The Brothers: John Foster Dulles, Allen Dulles, and Their Secret World War
- Author: Stephen Kinzer
- Language: English
- Subject: Politics and government
- Publisher: Times Books
- Publication date: 2013
- Publication place: United States
- Pages: 416
- ISBN: 978-0-8050-9497-8

= The Brothers (Kinzer book) =

2013 book by Stephen Kinzer

 The Brothers: John Foster Dulles, Allen Dulles, and Their Secret World War is a 2013 book by the New York Times journalist and historian Stephen Kinzer. It has been described as "a riveting chronicle of government-sanctioned murder, casual elimination of 'inconvenient' regimes, relentless prioritization of American corporate interests and cynical arrogance on the part of two men who were once among the most powerful in the world." Kinzer traces how the activity of the Dulles brothers "helped set off some of the world's most profound long-term crises." It is based on secondary sources.

==Background==
President Dwight Eisenhower gave the position of secretary of state to John Foster Dulles and the position of director of the CIA to Allen Dulles in 1953. It was the first and only time in history two brothers were appointed to head the overt and covert sides of American foreign policy.

==Context==
The book mentions that the Dulles brothers play a vital role in leading the U.S. into the Vietnam War, and assisting to overthrow cold war governments such as Guatemala, Iran, the Congo, and Indonesia.

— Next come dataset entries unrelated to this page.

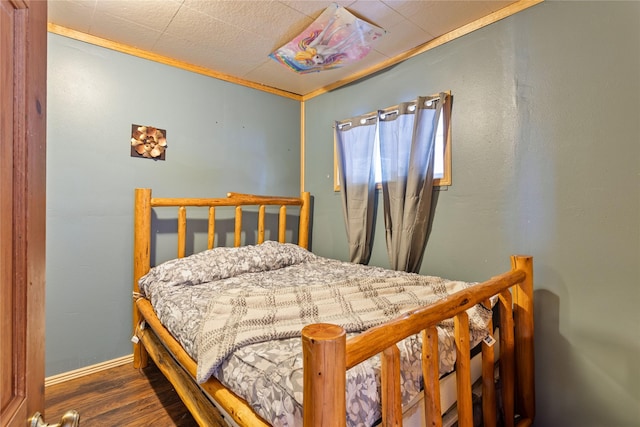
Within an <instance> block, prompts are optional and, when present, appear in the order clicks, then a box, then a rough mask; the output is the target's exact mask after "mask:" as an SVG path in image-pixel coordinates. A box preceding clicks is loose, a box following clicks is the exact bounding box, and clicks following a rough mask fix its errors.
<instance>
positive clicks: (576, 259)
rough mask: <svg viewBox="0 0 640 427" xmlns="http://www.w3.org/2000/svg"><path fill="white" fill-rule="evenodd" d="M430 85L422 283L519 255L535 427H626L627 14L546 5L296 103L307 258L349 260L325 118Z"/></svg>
mask: <svg viewBox="0 0 640 427" xmlns="http://www.w3.org/2000/svg"><path fill="white" fill-rule="evenodd" d="M441 90H451V91H452V93H453V96H454V103H453V128H452V131H453V134H452V136H453V185H452V186H451V187H449V188H448V189H446V191H440V192H439V193H438V200H437V208H436V213H435V218H434V224H433V231H432V234H431V236H430V240H429V243H428V246H427V251H426V255H425V261H424V262H423V265H422V270H421V272H422V273H425V274H437V275H442V276H445V277H450V278H460V279H467V280H480V279H486V278H488V277H490V276H491V275H493V274H496V273H498V272H502V271H504V270H507V269H508V268H509V259H508V257H509V255H510V254H512V253H526V254H531V255H533V256H534V266H535V289H536V290H535V307H536V308H535V314H536V336H535V346H536V386H537V409H538V417H537V422H536V425H538V426H545V427H546V426H594V427H596V426H597V427H604V426H616V427H620V426H638V425H640V363H639V361H640V309H638V307H639V306H640V267H639V265H640V3H639V2H608V1H607V2H555V1H548V2H545V3H542V4H539V5H537V6H534V7H533V8H530V9H527V10H525V11H523V12H521V13H518V14H516V15H514V16H512V17H509V18H507V19H505V20H502V21H500V22H497V23H494V24H492V25H490V26H488V27H485V28H483V29H481V30H479V31H476V32H474V33H472V34H469V35H466V36H464V37H462V38H460V39H457V40H454V41H452V42H450V43H447V44H445V45H443V46H440V47H438V48H436V49H433V50H431V51H429V52H426V53H424V54H422V55H419V56H417V57H415V58H412V59H411V60H408V61H405V62H404V63H402V64H399V65H397V66H395V67H393V68H392V69H389V70H387V71H385V72H382V73H379V74H378V75H376V76H374V77H371V78H369V79H366V80H363V81H360V82H358V83H354V84H351V85H349V86H348V87H344V88H341V89H338V90H335V91H332V92H330V93H328V94H324V95H322V96H319V97H317V98H314V99H311V100H309V101H307V103H306V106H305V108H306V114H307V120H306V123H305V131H306V144H305V155H306V163H305V185H306V189H307V190H309V191H310V192H311V193H312V194H313V195H314V197H315V207H314V233H313V248H314V251H315V252H317V253H318V254H320V255H329V256H334V257H338V258H342V259H347V258H348V254H347V244H346V237H345V231H344V223H343V220H342V212H341V202H340V195H339V194H338V193H334V192H333V185H332V183H333V139H332V128H331V126H332V122H333V121H334V120H336V119H344V118H348V117H351V116H354V115H357V114H362V113H366V112H370V111H372V110H375V109H377V108H380V107H387V106H390V105H393V104H395V103H397V102H400V101H405V100H410V99H412V98H414V97H415V96H416V95H429V94H433V93H437V92H439V91H441ZM381 213H382V211H381V209H379V211H378V216H377V218H378V224H377V228H376V236H375V247H374V251H373V257H372V263H373V264H376V265H381V266H388V261H387V256H386V249H385V245H384V228H383V224H382V222H383V218H382V215H381Z"/></svg>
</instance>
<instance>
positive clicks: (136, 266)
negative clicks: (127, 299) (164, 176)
mask: <svg viewBox="0 0 640 427" xmlns="http://www.w3.org/2000/svg"><path fill="white" fill-rule="evenodd" d="M133 218H134V241H133V291H134V292H140V288H139V287H138V280H140V278H141V277H142V276H144V275H145V274H147V273H148V272H149V269H150V268H151V254H150V247H151V189H149V188H136V191H135V208H134V215H133ZM141 319H142V316H141V315H140V311H139V310H138V308H137V306H136V304H135V303H134V304H133V334H134V336H135V335H136V329H137V328H138V324H139V323H140V320H141ZM147 363H148V355H147V351H146V350H145V348H144V346H142V345H141V344H139V343H134V344H133V366H134V368H144V367H145V366H147Z"/></svg>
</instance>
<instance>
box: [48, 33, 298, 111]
mask: <svg viewBox="0 0 640 427" xmlns="http://www.w3.org/2000/svg"><path fill="white" fill-rule="evenodd" d="M47 28H48V30H49V32H50V33H53V34H58V35H60V36H64V37H68V38H71V39H74V40H79V41H81V42H85V43H89V44H92V45H95V46H100V47H104V48H106V49H111V50H115V51H116V52H121V53H126V54H128V55H132V56H136V57H138V58H143V59H148V60H149V61H154V62H158V63H160V64H165V65H170V66H172V67H176V68H180V69H182V70H186V71H191V72H193V73H197V74H202V75H204V76H208V77H213V78H214V79H218V80H223V81H226V82H229V83H234V84H237V85H240V86H245V87H248V88H251V89H257V90H261V91H263V92H267V93H271V94H274V95H279V96H283V97H285V98H290V99H294V100H296V101H301V100H302V97H301V96H300V95H298V94H295V93H291V92H287V91H284V90H281V89H276V88H273V87H271V86H266V85H262V84H260V83H255V82H251V81H249V80H244V79H240V78H238V77H233V76H230V75H228V74H224V73H220V72H217V71H213V70H211V69H209V68H205V67H200V66H198V65H193V64H189V63H188V62H184V61H179V60H177V59H173V58H170V57H168V56H162V55H158V54H155V53H152V52H149V51H146V50H143V49H138V48H136V47H132V46H128V45H125V44H122V43H116V42H113V41H111V40H107V39H103V38H100V37H96V36H92V35H90V34H86V33H83V32H81V31H76V30H72V29H71V28H66V27H62V26H60V25H56V24H53V23H51V22H49V24H48V26H47Z"/></svg>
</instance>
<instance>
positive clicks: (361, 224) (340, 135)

The book's first several chapters give information about the family background, childhoods, and college educations of the two brothers. In this way, some points of their personal life are provided: Foster was a devoted husband while Allen was an unfaithful one. Kinzer explains how the actions of the Dulles brothers were aimed at removing world leaders whom they considered dangerous to the American interests. The brothers had a significant effect on the United States foreign policy and global conflicts.

The book mentions "six monsters" that the "Dulles brothers believed had to be brought down": Mohammed Mossadegh in Iran, Jacobo Árbenz in Guatemala, Ho Chi Minh in Vietnam, Sukarno in Indonesia, Patrice Lumumba in the Congo, and Fidel Castro in Cuba. Ho Chi Minh and Castro espoused left-wing politics. The other leaders on the list were nationalists who campaigned for their country's independence. The book also discusses Iran at length. While explaining the careers of the brothers, Kinzer describes events from American history such as mind-control experiments “in which psychoactive drugs were administered to unknowing victims.”